The Anatomy of the Long Tail Search

This is a guest post by Ben Hook, a search engine marketer and owner of UK based online marketing company, Navaro.

Udi Manber, Google’s VP of Engineering’s comment that approximately 20 – 25% of searches performed each day are completely new queries helps to highlight the increasing need to understand how your customers are going to be looking for your products or services on the long tail of searches.

Keyword research is essential to any search engine optimization campaign.  It helps ensure the time and effort put in to attain those high rankings pays off with an increase in the amount of conversions received. The main focus of keyword research though, is to highlight the most rewarding keywords to focus on in terms of traffic driven, a job they do to the best of their ability.

The Long Tail Search

With 2 billion searches a day this results in 250 million new queries. This works out at 182.5 billion new, never before searched queries a year.  This is rough maths and there’s probably other factors to take into account but you get the point. You can bet the majority of these keywords are going to be variations of previous searches and more likely than not will have four or more words in the query.  You can also be pretty sure that the most important keywords e.g. the product name will be included within these four words.

The trick to capturing these new queries and making sure you get ranked is to picture the way that your potential customers will be looking for your product or service.  For example, if you sell scissors you will most likely want to be showing up on long tail searches such as “where can I buy cheap scissors” and lots of variations on this theme.

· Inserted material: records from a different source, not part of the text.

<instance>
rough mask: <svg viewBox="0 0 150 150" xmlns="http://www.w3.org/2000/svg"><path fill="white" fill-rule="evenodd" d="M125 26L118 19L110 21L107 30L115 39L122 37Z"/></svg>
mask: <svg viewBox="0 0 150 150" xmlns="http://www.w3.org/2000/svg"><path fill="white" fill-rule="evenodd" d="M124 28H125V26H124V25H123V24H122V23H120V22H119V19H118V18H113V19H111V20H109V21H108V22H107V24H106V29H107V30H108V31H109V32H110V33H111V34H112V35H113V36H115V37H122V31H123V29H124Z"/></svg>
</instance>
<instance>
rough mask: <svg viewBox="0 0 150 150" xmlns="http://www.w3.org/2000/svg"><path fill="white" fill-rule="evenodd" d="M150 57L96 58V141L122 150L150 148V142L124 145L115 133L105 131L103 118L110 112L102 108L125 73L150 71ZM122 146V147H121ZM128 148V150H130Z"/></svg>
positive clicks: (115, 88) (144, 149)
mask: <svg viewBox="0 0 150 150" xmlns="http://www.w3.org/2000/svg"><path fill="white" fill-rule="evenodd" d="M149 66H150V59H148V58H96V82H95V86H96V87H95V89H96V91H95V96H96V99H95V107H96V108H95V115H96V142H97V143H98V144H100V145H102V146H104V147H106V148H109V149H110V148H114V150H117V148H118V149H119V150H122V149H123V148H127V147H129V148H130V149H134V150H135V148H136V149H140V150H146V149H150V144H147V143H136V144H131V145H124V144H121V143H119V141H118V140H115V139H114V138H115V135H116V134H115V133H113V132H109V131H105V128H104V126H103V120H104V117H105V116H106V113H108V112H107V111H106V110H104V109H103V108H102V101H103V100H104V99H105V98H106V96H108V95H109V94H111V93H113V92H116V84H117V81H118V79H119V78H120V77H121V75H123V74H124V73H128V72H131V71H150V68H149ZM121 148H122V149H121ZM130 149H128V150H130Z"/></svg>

Capturing the Long Tail Search

To make sure you are optimized for these sorts of queries we need to break it down. Most long tail search queries can be broken into two parts, being variables and the constants, in this case “where can I buy” and “cheap scissors”.

The “where can I buy” is an example of a variable in the search, the part which will change each time to create these new queries. We can ignore this for now, as this will change constantly resulting in too many variations to realistically target.

The constant in this example is the “cheap scissors”. This is your product of service, your core offering that doesn’t change despite what is put either side of it. It is important to note that if your scissors aren’t cheap this process still applies but the constant in this equation would be just “scissors”  : )

By keeping the “on page” focus on the constant you can optimize well for the core phrases. Ideally the variables will be optimized for via anchor text which will help to strengthen and increase the rankings on the long tail terms. The trick is understanding and recognizing the constant for your product and not targeting a constant that is too long or short.

Conclusion

The variables are the unknown queries, the string of words that appear fleetingly and are never searched again. Owning the constant is the trick to capturing these long tail searches.